Greg Macosko, Lord Abbett - Analyst

 

And so, no matter what steel does, your gross margin should not be affected that much, other than if there is greater volume on an overhead basis?

 

Jim Wilson, Global Power Equipment Group - Chief Financial Officer

 

That’s pretty well correct. Greg, I guess the other thing is, we don’t get a lot of walk through over the transom in such a short period of time that it would convert to revenue in that 3 or 4-month basis. So it’s pretty much what we have in our backlog today — is what we based our margin guidance on.

 

Greg Macosko, Lord Abbett - Analyst

 

What about Mexico?

 

Jim Wilson, Global Power Equipment Group - Chief Financial Officer

 

That’s in that.

 

Greg Macosko, Lord Abbett - Analyst

 

But Mexico happened within a couple of months, right?

 

Larry Edwards, Global Power Equipment Group - Chairman, President and Chief Executive Officer

 

Yes, in fact it happened approximately 2 weeks ago. But that’s part of that guidance. In fact, if anything in Mexico, it was one where we did not really see much competition for bidding that particular job — simply dealing with our customer on a negotiated basis.

 

Greg Macosko, Lord Abbett - Analyst

 

Okay, but that is a unique situation, Mexico?

 

Larry Edwards, Global Power Equipment Group - Chairman, President and Chief Executive Officer

 

That was very unique and probably not unique going forward, though.

 

Greg Macosko, Lord Abbett - Analyst

 

So in other words, there could be more Mexicos in the future?

 

Larry Edwards, Global Power Equipment Group - Chairman, President and Chief Executive Officer

 

There was something in I think from the trade press that really talked about how big Mexico — and how much it will be spending over the next 9 or 10 years. It’s also quite — billions of dollars.

 

Greg Macosko, Lord Abbett - Analyst

 

I see. But again, there could be sort of last-minute projects or it could come up more quickly than is normal for your industry?
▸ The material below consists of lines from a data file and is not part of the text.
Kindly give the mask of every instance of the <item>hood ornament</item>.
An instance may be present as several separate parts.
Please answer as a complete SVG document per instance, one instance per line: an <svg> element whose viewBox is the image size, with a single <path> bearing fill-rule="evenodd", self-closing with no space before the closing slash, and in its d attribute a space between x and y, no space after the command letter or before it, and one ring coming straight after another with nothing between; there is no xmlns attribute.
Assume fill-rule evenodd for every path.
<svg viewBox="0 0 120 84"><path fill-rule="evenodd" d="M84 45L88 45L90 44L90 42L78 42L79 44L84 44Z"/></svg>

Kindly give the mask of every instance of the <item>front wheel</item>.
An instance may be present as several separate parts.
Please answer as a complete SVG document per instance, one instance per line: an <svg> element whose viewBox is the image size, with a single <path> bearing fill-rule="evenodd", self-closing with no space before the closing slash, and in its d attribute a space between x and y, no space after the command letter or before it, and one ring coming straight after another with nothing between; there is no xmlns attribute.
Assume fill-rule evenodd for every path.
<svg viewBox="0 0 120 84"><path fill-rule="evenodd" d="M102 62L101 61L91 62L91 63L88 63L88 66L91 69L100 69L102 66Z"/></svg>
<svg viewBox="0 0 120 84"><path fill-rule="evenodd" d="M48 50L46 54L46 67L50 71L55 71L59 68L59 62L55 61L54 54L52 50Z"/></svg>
Larry Edwards, Global Power Equipment Group - Chairman, President and Chief Executive Officer

 

Yes, that’s true. There’s a lot of activity in Asia, particularly Southeast Asia. Things are improving fairly rapidly. So if I was to pick an area where that is likely to happen, it would be in that area. It is demand driven, which is the best kind of requirements to have.

 

Greg Macosko, Lord Abbett - Analyst

 

So we could see something similar to that in Asia as well — possibly?

 

Larry Edwards, Global Power Equipment Group - Chairman, President and Chief Executive Officer

 

It’s possible, yes.

 

Bob Zwerneman, Global Power Equipment Group - Director of Investor Relations

 

Are there any further questions?

 

Operator

 

At this time, there are no further questions.

 

Bob Zwerneman, Global Power Equipment Group - Director of Investor Relations

 

Well, with that, thank you Bonnie. And thanks to everyone for participating in this morning’s conference call. Before we close, I would like to refer everyone to slide 2 that we showed earlier, as well as our press release and Web site, for the Safe Harbor and Reg G. compliance statements.

 

Also, our call has been taped today. And the replay will be available until November 9 by dialing 800-340-2806, or outside of North America at 801-350-8082. No pin code is needed to access that replay. Again, those numbers are at 800-340-2806 or outside North America at 801-350-8082. We will also have an archive posted on the homepage of our Web site. Thank you for participating. This concludes our call.